Anything more low level than that will depend on the actual implementation of the filesystem. It is completely up to the filesystem design what to use to store its directory tree. Some use B trees, some use B+ trees, some use flat tables and so on. There may even be redundant copies of inode data, checksums, encryption, extended attributes and so on.

Note that even for filesystems that are not based on inodes (FAT for instance), the kernel driver abstracts it so that the user doesn't have to care about this difference.

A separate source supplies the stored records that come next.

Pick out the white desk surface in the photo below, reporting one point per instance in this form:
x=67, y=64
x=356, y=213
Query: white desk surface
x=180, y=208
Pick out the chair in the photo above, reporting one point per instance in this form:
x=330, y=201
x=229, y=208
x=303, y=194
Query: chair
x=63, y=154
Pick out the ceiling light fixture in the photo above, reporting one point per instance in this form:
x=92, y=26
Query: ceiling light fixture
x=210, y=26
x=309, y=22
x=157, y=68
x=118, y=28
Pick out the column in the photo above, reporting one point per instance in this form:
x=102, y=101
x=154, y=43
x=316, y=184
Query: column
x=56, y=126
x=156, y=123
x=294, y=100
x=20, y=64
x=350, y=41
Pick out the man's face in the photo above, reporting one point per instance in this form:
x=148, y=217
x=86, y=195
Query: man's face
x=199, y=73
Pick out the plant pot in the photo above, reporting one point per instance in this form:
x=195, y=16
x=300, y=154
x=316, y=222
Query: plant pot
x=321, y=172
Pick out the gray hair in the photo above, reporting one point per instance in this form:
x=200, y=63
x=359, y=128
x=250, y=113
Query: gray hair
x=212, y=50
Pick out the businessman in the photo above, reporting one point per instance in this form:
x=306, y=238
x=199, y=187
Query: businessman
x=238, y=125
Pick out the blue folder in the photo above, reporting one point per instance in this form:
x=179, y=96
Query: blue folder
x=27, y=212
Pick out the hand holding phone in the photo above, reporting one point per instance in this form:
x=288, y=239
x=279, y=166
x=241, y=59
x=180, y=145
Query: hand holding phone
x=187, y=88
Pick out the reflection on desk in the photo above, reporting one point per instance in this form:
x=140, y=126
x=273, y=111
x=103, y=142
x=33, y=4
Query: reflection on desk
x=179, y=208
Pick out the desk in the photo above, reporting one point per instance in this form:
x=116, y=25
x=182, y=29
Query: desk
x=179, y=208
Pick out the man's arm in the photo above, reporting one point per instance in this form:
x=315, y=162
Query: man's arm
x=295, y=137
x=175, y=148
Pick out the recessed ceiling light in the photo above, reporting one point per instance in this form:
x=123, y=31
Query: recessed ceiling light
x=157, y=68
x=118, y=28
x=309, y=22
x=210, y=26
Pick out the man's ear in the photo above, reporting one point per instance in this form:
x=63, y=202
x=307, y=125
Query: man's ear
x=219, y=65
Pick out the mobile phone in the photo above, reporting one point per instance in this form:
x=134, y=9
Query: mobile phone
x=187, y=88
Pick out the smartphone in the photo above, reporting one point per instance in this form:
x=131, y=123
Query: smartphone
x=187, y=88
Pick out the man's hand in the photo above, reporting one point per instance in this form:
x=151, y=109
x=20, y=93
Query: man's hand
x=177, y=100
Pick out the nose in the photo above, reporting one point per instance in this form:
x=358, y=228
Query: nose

Nearly all informationen provided by the filesystem for an inode can be listed by the stat command. This can be seen like the raw information of the inode of files and directories.

stat FILE

a lot of information about the inodes in Linux can be found here

If you want to examine the general creation of a filesystem try the following:

  • create an empty file of about 100kB
  • format file with desired filesystem
  • backup this raw file
  • mount as loop device
  • create some dirs and files
  • analyze changes with hexdiff or hexeditor of your coice

As root do:

mkdir mountpoint
dd if=/dev/zero of=file_s.img bs=50k count=2
mkfs.ext2 file_s.img
cp file_s.img file_s_orig.img
mount -o loop file_s.img  mountpoint
bless file_s.img
  • 1
    That doesn't answer the question.
    – psusi
    Jan 12, 2015 at 1:25
  • Then it seems, that I am too stupid to understand his question. "special directory structure in its raw form" Does he want a file system dump?
    – SeDav
    Jan 12, 2015 at 1:29
  • Yes; he said he knows the directory entry points to the inode, but he wants to see the actual directory entry rather than the contents of the inode.